El contingente israelí, integrado por personal especializado en búsqueda y rescate, llegó con el propósito de apoyar las labores de localización de sobrevivientes y atención de la emergencia, en coordinación con los equipos colombianos. Sin embargo, el expresidente Gustavo Petro cuestionó públicamente la presencia del grupo y advirtió que, si su llegada estuviera relacionada con el ingreso de armamento y no con elementos destinados al rescate, se estaría ante un escenario diferente al de una cooperación humanitaria.
La controversia pone sobre la mesa una cuestión de soberanía que trasciende la coyuntura política. La presencia de tropas extranjeras no implica, por sí misma, una apropiación del territorio colombiano. No obstante, si una fuerza militar extranjera llegara a ejercer un control efectivo sobre una parte del territorio sin autorización del Estado, el derecho internacional contempla el concepto de ocupación militar. En ese caso, la soberanía jurídica seguiría correspondiendo a Colombia, aunque el control efectivo estuviera en manos de una fuerza extranjera.

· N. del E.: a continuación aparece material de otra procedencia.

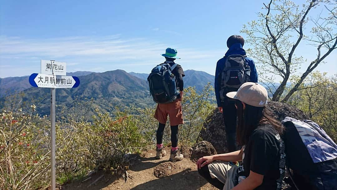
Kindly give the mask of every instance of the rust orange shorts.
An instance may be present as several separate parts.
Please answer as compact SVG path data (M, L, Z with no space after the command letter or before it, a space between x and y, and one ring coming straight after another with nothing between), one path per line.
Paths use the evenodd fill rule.
M161 124L165 124L167 115L170 117L170 125L175 126L184 124L182 108L180 100L168 104L158 104L154 113L154 118Z

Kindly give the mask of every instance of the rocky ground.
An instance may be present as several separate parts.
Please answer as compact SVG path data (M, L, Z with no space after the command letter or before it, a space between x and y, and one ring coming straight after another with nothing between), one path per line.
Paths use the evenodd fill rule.
M267 108L274 113L275 118L280 121L287 116L298 119L308 118L302 111L285 104L269 102ZM141 155L130 155L129 159L132 161L131 164L127 170L129 177L126 182L125 179L121 177L121 175L118 177L107 172L101 171L88 176L82 181L66 184L60 189L62 190L217 189L199 175L195 162L203 156L227 152L222 116L217 108L206 119L204 127L205 129L201 131L201 137L208 142L200 142L192 148L182 147L181 152L185 158L181 161L172 162L168 161L169 147L165 149L169 154L159 160L154 158L156 152L154 150L144 152ZM287 188L288 187L285 187L284 189Z
M170 152L170 148L166 148ZM92 174L82 181L66 184L61 189L116 190L203 190L217 189L199 175L195 163L190 160L189 148L182 148L183 160L168 161L170 155L156 160L154 150L145 151L142 155L132 155L134 161L127 172L130 177L126 183L122 177L113 176L102 171ZM87 180L83 181L86 179Z

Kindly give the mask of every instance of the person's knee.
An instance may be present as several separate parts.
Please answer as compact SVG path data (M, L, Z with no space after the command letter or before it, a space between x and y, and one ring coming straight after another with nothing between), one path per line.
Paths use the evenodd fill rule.
M199 174L200 174L204 178L206 177L208 175L208 175L209 175L209 170L208 169L208 165L206 164L206 165L202 167L201 168L198 168L198 172L199 172Z

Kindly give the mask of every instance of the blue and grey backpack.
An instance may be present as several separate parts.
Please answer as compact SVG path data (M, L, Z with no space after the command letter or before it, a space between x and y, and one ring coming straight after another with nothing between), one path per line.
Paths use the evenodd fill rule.
M177 66L175 63L164 63L154 68L148 77L150 93L153 100L158 103L172 102L177 98L176 77L172 71Z
M237 91L243 84L250 80L250 67L245 55L231 55L225 56L225 65L221 73L220 99L227 99L227 92Z
M312 121L287 117L281 123L293 189L337 189L336 143Z

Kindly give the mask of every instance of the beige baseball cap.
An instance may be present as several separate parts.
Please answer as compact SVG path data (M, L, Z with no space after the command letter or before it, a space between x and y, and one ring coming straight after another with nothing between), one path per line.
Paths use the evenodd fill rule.
M256 107L265 107L268 99L268 93L264 87L250 82L243 83L238 91L228 92L226 96Z

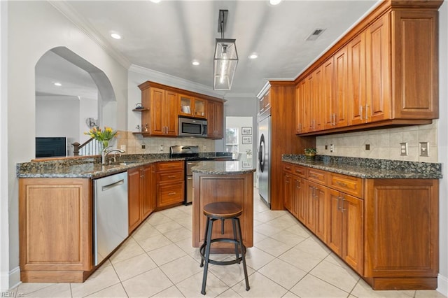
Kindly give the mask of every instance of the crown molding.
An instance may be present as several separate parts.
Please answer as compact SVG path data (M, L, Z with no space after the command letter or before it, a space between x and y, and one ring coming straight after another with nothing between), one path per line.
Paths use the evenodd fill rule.
M87 19L78 13L68 2L65 1L49 0L48 3L84 32L88 37L104 50L104 51L115 59L120 64L126 69L129 69L131 65L130 61L120 52L115 50L112 45L106 41L99 32L90 25Z

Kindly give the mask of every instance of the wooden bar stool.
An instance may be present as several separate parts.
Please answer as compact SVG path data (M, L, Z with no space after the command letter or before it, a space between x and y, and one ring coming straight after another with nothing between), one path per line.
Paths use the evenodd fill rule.
M204 277L202 278L202 289L201 294L205 295L205 285L207 281L207 271L209 263L216 265L230 265L236 263L241 263L243 261L243 269L244 270L244 278L246 279L246 290L250 290L249 281L247 277L247 268L246 267L246 246L243 244L243 236L241 232L241 225L239 224L239 216L243 213L243 208L241 206L231 202L215 202L210 203L204 206L204 214L207 217L205 225L205 235L204 236L204 243L200 248L201 255L201 267L204 267ZM224 234L224 220L232 220L233 228L233 239L231 238L216 238L211 239L213 231L213 223L216 220L221 220L221 234ZM216 261L210 259L210 246L214 242L229 242L234 243L235 259L230 261ZM239 255L241 251L241 256ZM204 266L205 261L205 266Z

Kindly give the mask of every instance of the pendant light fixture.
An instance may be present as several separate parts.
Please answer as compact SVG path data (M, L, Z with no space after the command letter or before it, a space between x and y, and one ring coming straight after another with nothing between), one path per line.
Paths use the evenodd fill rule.
M230 90L238 64L236 39L224 38L228 12L227 10L220 10L218 18L218 32L220 32L221 38L216 38L214 57L214 89L215 90Z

Por ahora, la información disponible ubica a los militares israelíes dentro de una misión de búsqueda y rescate. Pero la discusión deja preguntas que requieren claridad institucional: ¿bajo qué autorización ingresaron?, ¿cuál es exactamente el alcance de sus funciones y qué recursos están empleando en la emergencia?
En un país que todavía enfrenta las consecuencias de un terremoto devastador, la cooperación internacional puede resultar fundamental. Precisamente por eso, cualquier presencia militar extranjera debe desarrollarse con coordinación, límites claramente establecidos y transparencia, teniendo como prioridad la atención de las víctimas y el rescate de quienes permanecen bajo los escombros.